The memory that application processes see is *virtual* memory, not real
memory. The OS automatically moves it back and forth from RAM to disk
as needed. This I/O is not programmed explicitly in the application, it
happens behind the scenes without you being able to tell (unless you
monitor execution time very closely). Normally, recently-used portions
of virtual memory will be in real memory, while portions that have not
been accessed in a while will have migrated to disk to make room for
other things (unless you have enough RAM that it doesn't fill up).

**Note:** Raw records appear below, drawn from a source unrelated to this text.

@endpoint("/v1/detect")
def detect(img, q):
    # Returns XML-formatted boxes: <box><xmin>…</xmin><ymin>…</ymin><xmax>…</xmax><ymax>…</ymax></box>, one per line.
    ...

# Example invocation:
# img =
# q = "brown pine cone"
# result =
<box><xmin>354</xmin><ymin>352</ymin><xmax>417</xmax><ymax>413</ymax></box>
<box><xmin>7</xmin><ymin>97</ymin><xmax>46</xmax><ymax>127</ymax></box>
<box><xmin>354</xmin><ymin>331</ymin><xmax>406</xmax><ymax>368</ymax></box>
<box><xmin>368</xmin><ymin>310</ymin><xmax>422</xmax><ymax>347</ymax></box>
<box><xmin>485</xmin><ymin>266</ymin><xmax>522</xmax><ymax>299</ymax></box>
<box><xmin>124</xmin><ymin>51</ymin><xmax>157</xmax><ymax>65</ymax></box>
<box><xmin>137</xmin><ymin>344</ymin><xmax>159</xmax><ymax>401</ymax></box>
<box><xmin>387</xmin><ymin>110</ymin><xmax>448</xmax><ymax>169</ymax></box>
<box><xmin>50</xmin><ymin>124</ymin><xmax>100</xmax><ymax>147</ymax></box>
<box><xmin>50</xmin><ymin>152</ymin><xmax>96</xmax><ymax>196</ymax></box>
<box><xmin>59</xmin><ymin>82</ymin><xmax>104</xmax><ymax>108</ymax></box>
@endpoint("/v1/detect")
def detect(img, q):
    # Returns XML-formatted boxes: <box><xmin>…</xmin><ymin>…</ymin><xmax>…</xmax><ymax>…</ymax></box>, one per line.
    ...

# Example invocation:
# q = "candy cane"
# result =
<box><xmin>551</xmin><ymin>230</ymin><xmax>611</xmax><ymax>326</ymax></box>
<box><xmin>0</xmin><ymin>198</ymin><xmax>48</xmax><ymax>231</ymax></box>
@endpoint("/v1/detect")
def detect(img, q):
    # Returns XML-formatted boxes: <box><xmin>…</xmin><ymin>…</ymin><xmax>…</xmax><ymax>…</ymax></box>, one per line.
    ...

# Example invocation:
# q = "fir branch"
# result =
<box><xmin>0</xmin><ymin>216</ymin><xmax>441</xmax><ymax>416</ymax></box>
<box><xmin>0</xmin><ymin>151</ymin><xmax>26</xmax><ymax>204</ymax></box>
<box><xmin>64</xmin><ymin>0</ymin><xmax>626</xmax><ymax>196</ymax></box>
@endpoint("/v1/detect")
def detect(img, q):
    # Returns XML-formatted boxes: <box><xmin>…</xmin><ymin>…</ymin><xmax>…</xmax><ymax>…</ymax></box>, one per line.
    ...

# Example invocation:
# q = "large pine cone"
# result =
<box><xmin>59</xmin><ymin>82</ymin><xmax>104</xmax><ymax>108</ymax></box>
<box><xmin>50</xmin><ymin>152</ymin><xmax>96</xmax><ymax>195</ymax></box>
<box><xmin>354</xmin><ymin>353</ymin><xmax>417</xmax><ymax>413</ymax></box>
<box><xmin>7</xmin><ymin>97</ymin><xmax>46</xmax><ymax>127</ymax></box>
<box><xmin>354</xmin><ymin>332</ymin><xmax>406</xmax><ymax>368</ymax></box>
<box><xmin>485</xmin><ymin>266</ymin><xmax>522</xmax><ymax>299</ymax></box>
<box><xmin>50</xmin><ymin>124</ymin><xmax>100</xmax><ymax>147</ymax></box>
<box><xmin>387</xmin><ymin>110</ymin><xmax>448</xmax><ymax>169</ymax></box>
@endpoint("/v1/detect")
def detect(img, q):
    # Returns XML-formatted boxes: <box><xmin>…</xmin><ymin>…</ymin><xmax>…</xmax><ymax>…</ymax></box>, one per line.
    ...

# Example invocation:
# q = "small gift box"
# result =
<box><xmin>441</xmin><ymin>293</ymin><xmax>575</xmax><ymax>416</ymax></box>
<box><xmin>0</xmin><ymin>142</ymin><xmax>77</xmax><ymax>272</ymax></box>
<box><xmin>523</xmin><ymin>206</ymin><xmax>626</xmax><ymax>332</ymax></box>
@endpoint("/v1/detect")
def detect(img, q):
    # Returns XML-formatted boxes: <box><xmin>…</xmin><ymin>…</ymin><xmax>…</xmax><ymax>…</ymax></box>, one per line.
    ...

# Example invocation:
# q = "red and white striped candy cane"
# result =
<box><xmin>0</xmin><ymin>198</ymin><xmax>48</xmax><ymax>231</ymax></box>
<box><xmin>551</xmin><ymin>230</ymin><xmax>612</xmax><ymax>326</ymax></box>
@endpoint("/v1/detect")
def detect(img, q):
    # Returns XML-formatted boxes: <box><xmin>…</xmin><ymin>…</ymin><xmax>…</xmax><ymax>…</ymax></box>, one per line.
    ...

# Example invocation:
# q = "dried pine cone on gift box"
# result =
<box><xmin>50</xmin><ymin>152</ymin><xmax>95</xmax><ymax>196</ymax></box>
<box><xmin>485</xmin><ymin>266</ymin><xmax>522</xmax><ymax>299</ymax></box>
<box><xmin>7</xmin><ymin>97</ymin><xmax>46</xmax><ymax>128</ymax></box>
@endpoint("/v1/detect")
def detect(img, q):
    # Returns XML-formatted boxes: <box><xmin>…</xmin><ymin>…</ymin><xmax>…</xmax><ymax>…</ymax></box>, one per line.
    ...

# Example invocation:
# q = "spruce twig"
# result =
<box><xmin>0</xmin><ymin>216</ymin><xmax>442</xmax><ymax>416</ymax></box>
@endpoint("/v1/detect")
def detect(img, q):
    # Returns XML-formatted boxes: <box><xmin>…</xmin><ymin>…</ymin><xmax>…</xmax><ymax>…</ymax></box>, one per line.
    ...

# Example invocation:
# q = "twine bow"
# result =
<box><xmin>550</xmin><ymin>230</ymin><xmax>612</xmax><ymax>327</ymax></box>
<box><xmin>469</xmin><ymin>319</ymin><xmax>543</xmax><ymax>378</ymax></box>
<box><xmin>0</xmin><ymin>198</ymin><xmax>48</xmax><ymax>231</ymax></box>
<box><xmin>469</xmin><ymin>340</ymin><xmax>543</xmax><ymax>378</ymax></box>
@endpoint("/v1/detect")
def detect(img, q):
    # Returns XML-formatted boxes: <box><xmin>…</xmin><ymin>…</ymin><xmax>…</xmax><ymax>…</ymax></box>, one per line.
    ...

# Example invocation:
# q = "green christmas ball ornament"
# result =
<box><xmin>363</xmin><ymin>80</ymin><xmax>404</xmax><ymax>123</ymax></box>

One exception is that privileged processes can "lock" parts of their
virtual memory into RAM if they want, by using the mprotect() system
call.
--
Barry Margolin, barmar@alum.mit.edu
Arlington, MA
*** PLEASE post questions in newsgroups, not directly to me ***
| |
| Chuck Dillon 2004-05-19, 5:40 pm |
| Barry Margolin wrote:
> In article <c8dmud$vr0$1@grandcanyon.binc.net>,
> Chuck Dillon <spam@nimblegen.com> wrote:
>
>
>
>
> I don't see the distinction you're making. If he mmaps the file, he
> also reads each block of the data exactly once -- the first time a
> particular page of the reference file is accessed. And any pages that
> aren't referenced will not be read at all, so there's a net savings.
>
> I don't think there's any way that mmap() can do *more* disk accesses
> than reading the entire file into memory. ...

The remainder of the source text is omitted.